Bisnis.com, JAKARTA – Indonesia sempat beberapa kali bentrok dengan garis kebijakan Organisasi Perdagangan Dunia (WTO/World Trade Organization), di antaranya terkait proyek mobnas era Orde Baru. Kini, Indonesia kembali bentrok di level WTO setelah berseteru dengan Uni Eropa terkait larangan ekspor mineral.
Keinginan Presiden Joko Widodo yang bersikukuh untuk menyetop ekspor bahan mentah menuai kecaman dari banyak negara Eropa. Banyak dari mereka bergantung terhadap pasokan bahan mentah asal Indonesia, seperti nikel hingga bauksit.
Hal ini bermula saat Indonesia memutuskan untuk berhenti mengekspor nikel yang dimulai pada 2020 lalu. Uni Eropa gerah dengan kebijakan tersebut, sehingga melaporkan Indonesia ke Organisasi Perdagangan Dunia (WTO) pada awal 2021 lalu.
Gugatan tersebut berujung Indonesia yang dinyatakan terbukti melanggar ketentuan WTO Pasal XI.1 GATT 1994 dalam sengketa yang terdaftar pada dispute settlement (DS) 592 melalui laporan final panel pada 17 Oktober 2022 lalu.

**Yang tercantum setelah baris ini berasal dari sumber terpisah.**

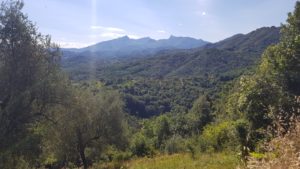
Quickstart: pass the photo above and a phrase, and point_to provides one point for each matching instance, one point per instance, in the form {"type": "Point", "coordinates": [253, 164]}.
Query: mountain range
{"type": "Point", "coordinates": [124, 46]}
{"type": "Point", "coordinates": [186, 57]}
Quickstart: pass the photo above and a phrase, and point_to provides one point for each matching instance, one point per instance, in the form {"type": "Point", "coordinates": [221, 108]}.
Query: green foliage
{"type": "Point", "coordinates": [30, 82]}
{"type": "Point", "coordinates": [93, 121]}
{"type": "Point", "coordinates": [140, 146]}
{"type": "Point", "coordinates": [175, 144]}
{"type": "Point", "coordinates": [218, 137]}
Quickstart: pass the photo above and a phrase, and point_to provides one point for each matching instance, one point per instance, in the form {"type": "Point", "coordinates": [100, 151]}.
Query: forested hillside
{"type": "Point", "coordinates": [231, 104]}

Dalam hal ini, pemerintah kemudian mengajukan permohonan banding atas putusan panel WTO yang menyatakan kebijakan larangan ekspor dan hilirisasi bijih nikel domestik melanggar ketentuan perdagangan internasional.

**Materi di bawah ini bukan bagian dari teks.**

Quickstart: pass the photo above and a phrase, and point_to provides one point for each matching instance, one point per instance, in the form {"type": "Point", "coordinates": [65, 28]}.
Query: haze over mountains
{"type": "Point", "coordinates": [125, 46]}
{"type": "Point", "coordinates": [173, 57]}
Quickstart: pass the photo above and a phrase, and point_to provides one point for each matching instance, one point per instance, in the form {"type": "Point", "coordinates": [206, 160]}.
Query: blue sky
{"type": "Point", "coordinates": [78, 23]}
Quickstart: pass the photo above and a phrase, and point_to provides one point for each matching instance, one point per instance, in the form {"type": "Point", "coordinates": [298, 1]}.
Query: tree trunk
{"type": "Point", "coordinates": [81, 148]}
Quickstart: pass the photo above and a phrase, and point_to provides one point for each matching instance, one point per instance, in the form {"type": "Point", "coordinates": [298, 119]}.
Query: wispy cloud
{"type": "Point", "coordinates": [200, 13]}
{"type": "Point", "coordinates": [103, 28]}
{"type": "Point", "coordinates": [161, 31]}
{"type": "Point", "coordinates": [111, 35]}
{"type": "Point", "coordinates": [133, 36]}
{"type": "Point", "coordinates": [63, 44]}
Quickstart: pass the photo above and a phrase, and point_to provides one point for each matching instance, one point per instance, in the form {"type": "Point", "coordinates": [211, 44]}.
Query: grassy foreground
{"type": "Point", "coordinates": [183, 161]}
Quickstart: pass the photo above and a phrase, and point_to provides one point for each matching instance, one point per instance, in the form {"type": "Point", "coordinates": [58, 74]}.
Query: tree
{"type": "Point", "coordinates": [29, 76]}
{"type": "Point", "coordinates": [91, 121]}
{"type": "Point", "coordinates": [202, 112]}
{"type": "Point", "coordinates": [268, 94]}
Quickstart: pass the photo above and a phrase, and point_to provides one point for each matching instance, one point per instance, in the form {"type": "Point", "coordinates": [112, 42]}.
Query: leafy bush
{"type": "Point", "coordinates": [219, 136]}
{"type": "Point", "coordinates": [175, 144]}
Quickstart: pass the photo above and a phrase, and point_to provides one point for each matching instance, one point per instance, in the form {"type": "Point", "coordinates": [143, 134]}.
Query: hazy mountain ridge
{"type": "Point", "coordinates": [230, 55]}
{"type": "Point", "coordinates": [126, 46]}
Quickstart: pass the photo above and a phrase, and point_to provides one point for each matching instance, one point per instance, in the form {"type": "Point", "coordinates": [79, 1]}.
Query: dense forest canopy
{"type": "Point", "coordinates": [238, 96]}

Pemberitahuan banding itu disampaikan bersamaan dengan pengajuan banding kepada Sekretariat Badan Banding atau Appellate Body Secretariat.
Baca Juga
Presiden Joko Widodo (Jokowi) menyebut, Indonesia akan tetap pada prinsip ini, bahkan jika dinyatakan kalah kembali usai banding.
“Kalah jangan mundur, kalau kita kalah jangan belok lagi, jangan ekspor lagi, ya banding, kalau banding lagi kalah, ada kesempatan banding lagi,” kata Presiden Joko Widodo dalam pembukaan Workshop Nasional Partai Amanat Nasional (PAN), pada Minggu (26/2/2023).

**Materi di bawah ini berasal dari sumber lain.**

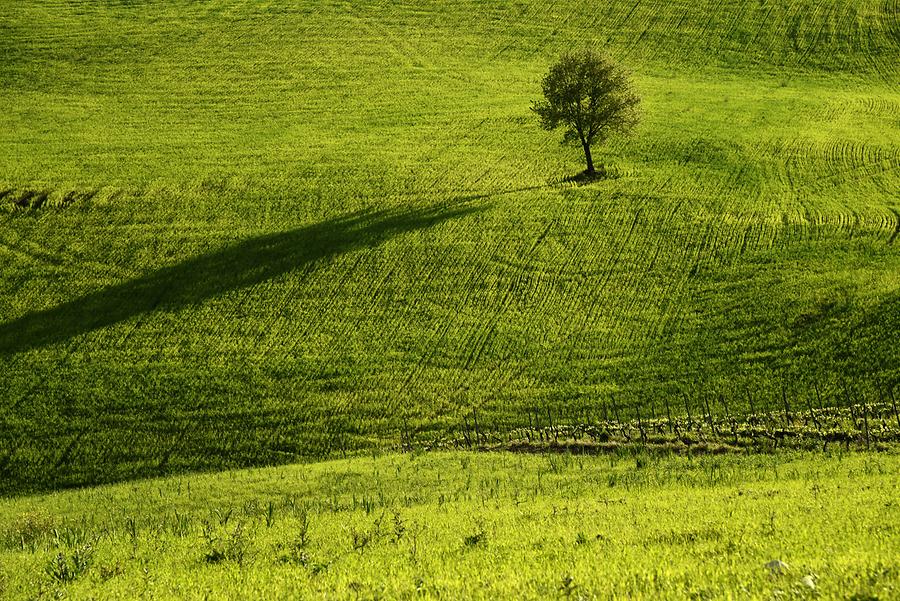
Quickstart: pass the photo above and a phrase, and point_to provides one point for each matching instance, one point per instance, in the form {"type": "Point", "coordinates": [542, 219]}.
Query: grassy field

Menurut Presiden Jokowi, Indonesia tidak akan menjajaki status negara maju jika hal ini tidak dilakukan dengan keseriusan. Pasalnya, Jokowi melihat Indonesia memiliki potensi yang sangat besar dalam hal menciptakan produk turunan produksi baterai kendaraan listrik.
Lalu, selama proses banding ini lah, pengembangan hilirisasi dalam negeri akan terus digenjot. “Saat kita kalah, banding, banding, industri kita sudah siap, kalau dibuka, industri kita sudah siap,” tambahnya.
Meskipun, proses banding itu dipastikan berjalan lambat lantaran kekosongan hakim uji pada badan banding atau Appellate Body WTO saat ini.
Appellate Body sebagai pengadilan banding sistem penyelesaian WTO sejak 2019 tidak lagi efektif menyelesaikan sengketa antar negara lantaran kekosongan hakim uji dan pemblokiran atas penunjukan hakim baru oleh Amerika Serikat.